Я кивнул. Она ждала ответов, а у меня были только вопросы.

– Где наш сын? Гулливер? Почему он не с тобой?

При этих словах она еще больше смешалась.

– Он у моей мамы, – сказала Изабель. – Не стоит его сюда приводить. Он очень расстроен. Знаешь, на фоне всего остального это для него страшный удар.

В ее ответах не было нужной мне информации, и потому я решил действовать более прямолинейно.

– Ты знаешь, что я сделал вчера? Знаешь, чего достиг?

Я понимал, что вне зависимости от ее ответа факт остается фактом. Мне придется убить ее. Не здесь. Не сейчас. Но где-то и скоро. Тем не менее нужно было выяснить, что она знает. И что могла рассказать другим.

В этот момент санитар что-то записал.

Изабель проигнорировала мой вопрос и, наклонившись ближе, понизила голос:

– Они думают, что у тебя нервный срыв. Разумеется, вслух этого не говорят. Но думают. Мне задавали кучу вопросов. Точно у Великого инквизитора побывала.

– Здесь повсюду только они. Вопросы.

Я рискнул еще раз посмотреть ей в лицо и задал новую порцию вопросов:

– Зачем мы поженились? В чем состояла задача? И по каким правилам решалась?

Некоторые вопросы, даже здесь, на планете, которая для них создана, остаются неуслышанными.

– Эндрю, я уже не первую неделю – не первый месяц – твержу, что надо притормозить. Ты надрываешься. У тебя невозможный режим. Ты в буквальном смысле сгораешь на работе. Я знала, что твоя психика не выдержит. И все равно это как снег на голову. Без предупреждения. Я просто хочу понять, что послужило спусковым крючком. Я? Что-то другое? Я так переживаю за тебя.

Я попытался найти приемлемое объяснение.

– Наверное, я просто забыл, насколько важно носить одежду. То есть насколько важно вести себя как принято. Не знаю. Вероятно, я забыл, как быть человеком. Такое бывает, верно? Порой что-то выпадает из памяти?
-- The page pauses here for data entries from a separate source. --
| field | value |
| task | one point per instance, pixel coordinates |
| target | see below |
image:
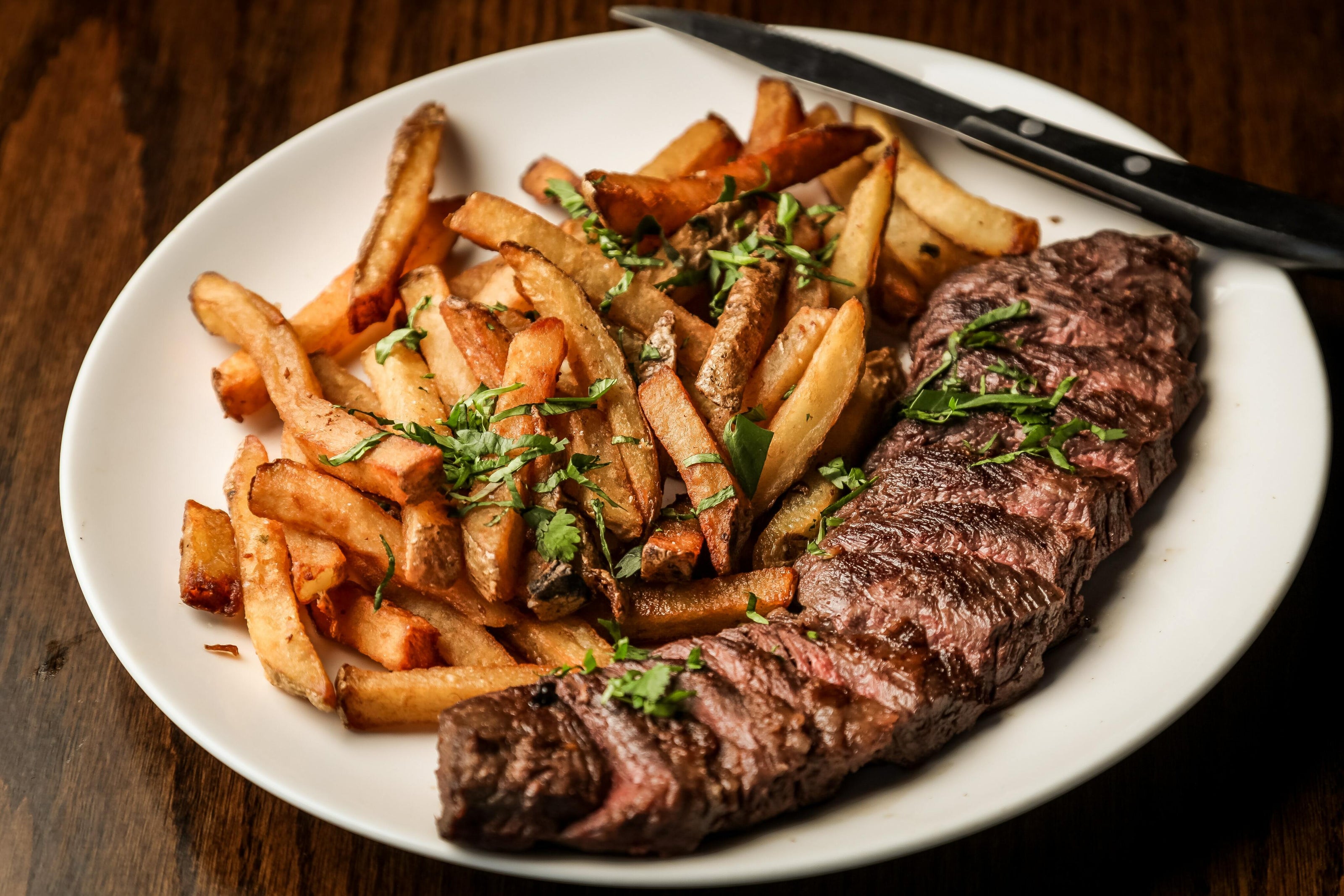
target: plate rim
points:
(615, 870)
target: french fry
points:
(316, 563)
(502, 291)
(454, 377)
(705, 606)
(472, 280)
(410, 176)
(589, 433)
(857, 253)
(927, 254)
(277, 633)
(741, 335)
(685, 436)
(842, 179)
(787, 359)
(561, 642)
(480, 338)
(865, 417)
(787, 535)
(803, 421)
(322, 328)
(969, 221)
(306, 499)
(705, 144)
(593, 356)
(674, 547)
(462, 642)
(433, 545)
(342, 388)
(370, 700)
(534, 181)
(207, 577)
(396, 468)
(388, 634)
(323, 325)
(490, 221)
(435, 240)
(404, 386)
(625, 199)
(779, 113)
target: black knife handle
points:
(1193, 201)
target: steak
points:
(936, 600)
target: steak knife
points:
(1223, 211)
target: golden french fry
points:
(787, 535)
(396, 468)
(787, 359)
(490, 221)
(534, 181)
(779, 115)
(435, 240)
(501, 292)
(277, 633)
(454, 377)
(320, 325)
(342, 388)
(806, 417)
(705, 606)
(969, 221)
(388, 634)
(595, 356)
(480, 338)
(561, 642)
(741, 335)
(371, 700)
(404, 388)
(410, 176)
(462, 642)
(727, 524)
(306, 499)
(705, 144)
(625, 199)
(857, 253)
(472, 280)
(433, 545)
(674, 547)
(207, 577)
(865, 417)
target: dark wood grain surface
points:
(118, 119)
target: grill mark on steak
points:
(1057, 555)
(1092, 507)
(949, 585)
(515, 769)
(999, 618)
(1109, 291)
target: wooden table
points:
(116, 120)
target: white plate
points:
(1209, 563)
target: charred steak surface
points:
(944, 587)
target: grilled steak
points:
(944, 586)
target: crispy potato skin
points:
(705, 144)
(779, 113)
(389, 636)
(207, 577)
(410, 176)
(370, 700)
(625, 199)
(683, 435)
(705, 606)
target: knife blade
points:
(1225, 211)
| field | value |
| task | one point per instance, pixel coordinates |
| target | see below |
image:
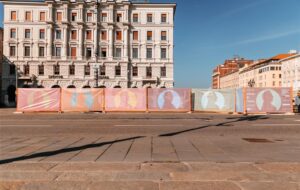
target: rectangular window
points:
(59, 16)
(148, 72)
(102, 70)
(89, 35)
(27, 33)
(42, 33)
(28, 16)
(89, 17)
(74, 34)
(104, 35)
(73, 52)
(26, 70)
(41, 70)
(149, 53)
(41, 51)
(118, 70)
(135, 35)
(135, 18)
(56, 69)
(149, 18)
(118, 52)
(163, 35)
(58, 34)
(119, 17)
(72, 69)
(163, 18)
(13, 15)
(163, 53)
(87, 70)
(26, 51)
(119, 35)
(12, 51)
(103, 52)
(104, 17)
(42, 16)
(74, 17)
(13, 33)
(163, 72)
(135, 71)
(149, 35)
(135, 53)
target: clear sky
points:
(209, 31)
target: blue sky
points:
(209, 31)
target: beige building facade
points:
(83, 44)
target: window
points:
(87, 70)
(74, 34)
(149, 53)
(135, 71)
(13, 33)
(88, 53)
(135, 18)
(148, 72)
(163, 72)
(118, 70)
(74, 17)
(41, 51)
(41, 69)
(26, 70)
(163, 18)
(57, 51)
(89, 17)
(119, 35)
(42, 16)
(42, 33)
(103, 52)
(73, 52)
(12, 51)
(118, 52)
(149, 35)
(72, 69)
(149, 17)
(26, 51)
(12, 69)
(135, 35)
(13, 15)
(104, 35)
(89, 35)
(102, 70)
(119, 17)
(59, 16)
(135, 53)
(163, 53)
(58, 34)
(56, 69)
(28, 16)
(27, 33)
(163, 35)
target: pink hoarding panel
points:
(125, 99)
(35, 100)
(169, 99)
(268, 100)
(82, 100)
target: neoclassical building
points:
(87, 43)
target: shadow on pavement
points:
(238, 119)
(65, 150)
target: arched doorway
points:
(55, 86)
(11, 93)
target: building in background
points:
(290, 68)
(83, 44)
(230, 66)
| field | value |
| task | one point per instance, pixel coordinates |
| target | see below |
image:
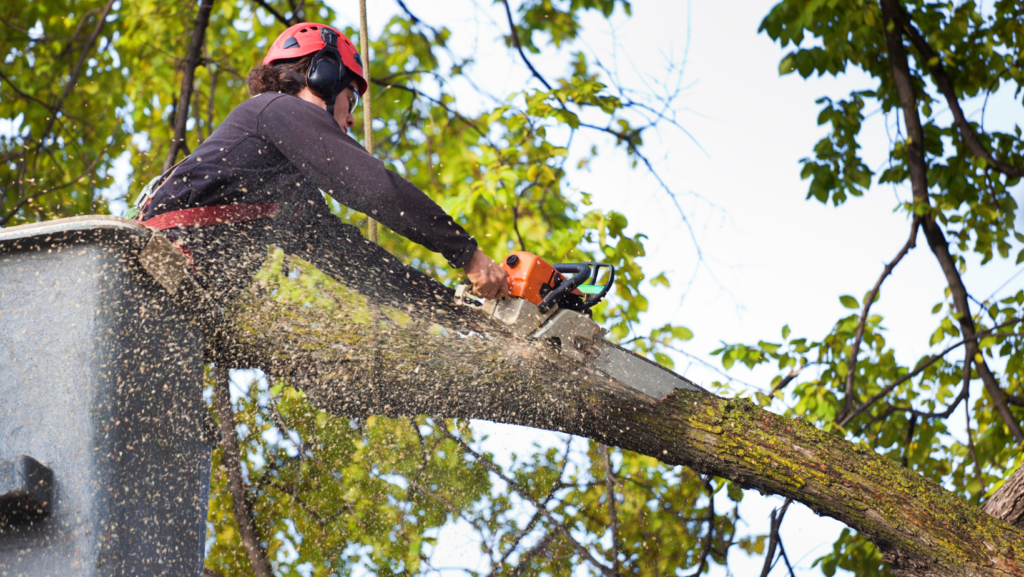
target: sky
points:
(770, 257)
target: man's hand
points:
(489, 280)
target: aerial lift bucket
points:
(104, 440)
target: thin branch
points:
(794, 373)
(921, 367)
(193, 59)
(909, 438)
(918, 166)
(232, 462)
(941, 79)
(710, 520)
(773, 537)
(518, 46)
(974, 454)
(609, 483)
(868, 300)
(273, 12)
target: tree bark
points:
(1008, 502)
(193, 57)
(357, 355)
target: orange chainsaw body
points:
(530, 277)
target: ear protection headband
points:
(328, 76)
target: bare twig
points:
(193, 58)
(710, 520)
(609, 483)
(974, 454)
(273, 12)
(518, 46)
(941, 79)
(232, 462)
(891, 11)
(868, 300)
(909, 438)
(773, 538)
(921, 367)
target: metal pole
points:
(368, 115)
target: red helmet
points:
(307, 38)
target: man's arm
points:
(312, 141)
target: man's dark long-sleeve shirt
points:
(272, 147)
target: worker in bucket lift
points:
(257, 180)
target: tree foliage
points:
(88, 86)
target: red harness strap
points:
(205, 215)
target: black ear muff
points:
(324, 74)
(327, 73)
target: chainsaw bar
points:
(574, 336)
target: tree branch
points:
(773, 537)
(193, 58)
(232, 462)
(710, 520)
(274, 12)
(941, 79)
(919, 184)
(921, 367)
(1008, 501)
(868, 300)
(609, 484)
(326, 351)
(518, 46)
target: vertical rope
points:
(368, 115)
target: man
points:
(257, 180)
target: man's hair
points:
(284, 76)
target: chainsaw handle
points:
(607, 286)
(582, 274)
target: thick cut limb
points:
(1008, 502)
(393, 354)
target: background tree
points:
(86, 82)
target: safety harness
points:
(199, 216)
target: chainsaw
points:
(552, 304)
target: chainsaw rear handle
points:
(593, 280)
(582, 273)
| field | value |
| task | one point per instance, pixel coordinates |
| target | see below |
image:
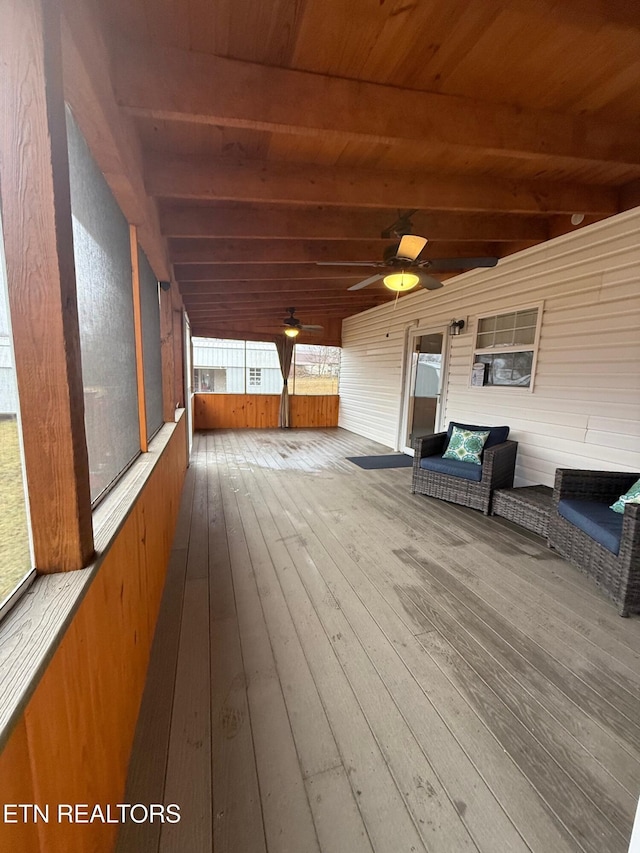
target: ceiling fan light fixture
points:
(401, 281)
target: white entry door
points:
(423, 394)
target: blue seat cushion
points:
(453, 467)
(496, 434)
(596, 520)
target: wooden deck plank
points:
(571, 759)
(147, 769)
(237, 810)
(484, 815)
(365, 544)
(380, 803)
(379, 659)
(188, 781)
(287, 816)
(433, 812)
(517, 592)
(550, 671)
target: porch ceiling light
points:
(401, 281)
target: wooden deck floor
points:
(341, 666)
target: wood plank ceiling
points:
(280, 134)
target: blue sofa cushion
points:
(453, 467)
(597, 520)
(496, 434)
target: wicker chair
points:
(618, 575)
(498, 465)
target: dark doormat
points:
(395, 460)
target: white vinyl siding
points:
(584, 411)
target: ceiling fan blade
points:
(366, 282)
(447, 264)
(411, 246)
(429, 282)
(348, 264)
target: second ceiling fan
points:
(406, 268)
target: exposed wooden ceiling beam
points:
(271, 222)
(300, 300)
(172, 84)
(221, 251)
(280, 287)
(299, 183)
(262, 272)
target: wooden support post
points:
(36, 214)
(137, 325)
(166, 351)
(178, 356)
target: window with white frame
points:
(505, 348)
(255, 377)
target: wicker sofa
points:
(457, 481)
(581, 516)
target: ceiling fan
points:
(406, 267)
(293, 326)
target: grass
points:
(15, 558)
(315, 385)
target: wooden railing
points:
(256, 411)
(71, 744)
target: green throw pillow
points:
(465, 445)
(630, 497)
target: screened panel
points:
(15, 552)
(316, 369)
(150, 305)
(105, 310)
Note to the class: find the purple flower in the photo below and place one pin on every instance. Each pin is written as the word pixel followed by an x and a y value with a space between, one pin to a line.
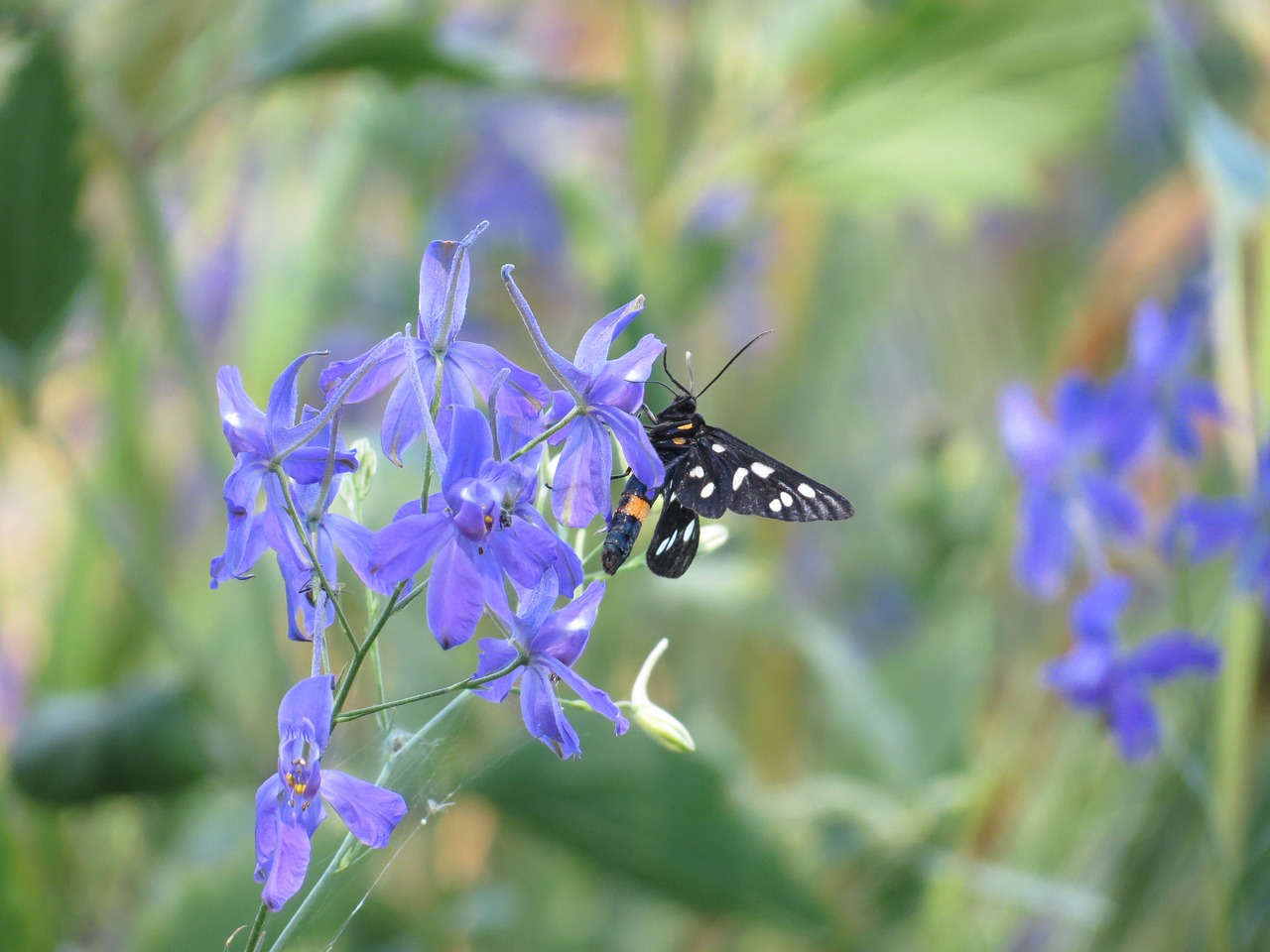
pixel 444 280
pixel 287 806
pixel 1207 527
pixel 601 394
pixel 1156 393
pixel 477 531
pixel 552 643
pixel 261 443
pixel 1098 675
pixel 1071 498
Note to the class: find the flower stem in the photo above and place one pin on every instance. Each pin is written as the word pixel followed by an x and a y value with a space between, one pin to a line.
pixel 1232 758
pixel 253 941
pixel 285 483
pixel 359 655
pixel 548 433
pixel 466 684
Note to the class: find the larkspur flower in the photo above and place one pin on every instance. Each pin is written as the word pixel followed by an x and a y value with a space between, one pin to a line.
pixel 287 805
pixel 476 532
pixel 552 642
pixel 1072 499
pixel 1203 529
pixel 1156 393
pixel 1103 678
pixel 262 442
pixel 463 366
pixel 603 395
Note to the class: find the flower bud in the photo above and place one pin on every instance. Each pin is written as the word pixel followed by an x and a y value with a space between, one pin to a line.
pixel 659 724
pixel 357 486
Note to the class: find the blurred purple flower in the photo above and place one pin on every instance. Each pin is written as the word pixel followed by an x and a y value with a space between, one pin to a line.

Изабель взяла меня за руку. Гладкая подушечка ее большого пальца погладила мою кожу. От этого я еще сильнее занервничал. Интересно, зачем она ко мне прикасается? Полицейский хватает за руку, чтобы куда-то тебя забрать, но зачем жена гладит по руке мужа? Какова цель? Это как-то связано с любовью? Я смотрел на маленький мерцающий бриллиант в кольце Изабель.

– Все будет хорошо, Эндрю. Это лишь досадный эпизод. Обещаю. Скоро ты будешь как огурчик. Подождем.

– Под дождем? – Голос у меня дрогнул от ужаса.

Я попытался разгадать выражение лица Изабель, но это было трудно. Она уже не боялась, но что она испытывала? Печаль? Смущение? Злость? Разочарование?

Я хотел понять, но не мог. Она оставила меня, сказав напоследок еще сотню слов. Слова, слова, слова. Меня коротко поцеловали в щеку и обняли. Я старался не дергаться и не сжиматься всем телом, как бы мне ни хотелось. А потом Изабель отвернулась и вытерла жидкость, которая вытекла у нее из глаза. У меня было ощущение, что я должен что-то сказать, что-то почувствовать. Но я не знал, что именно.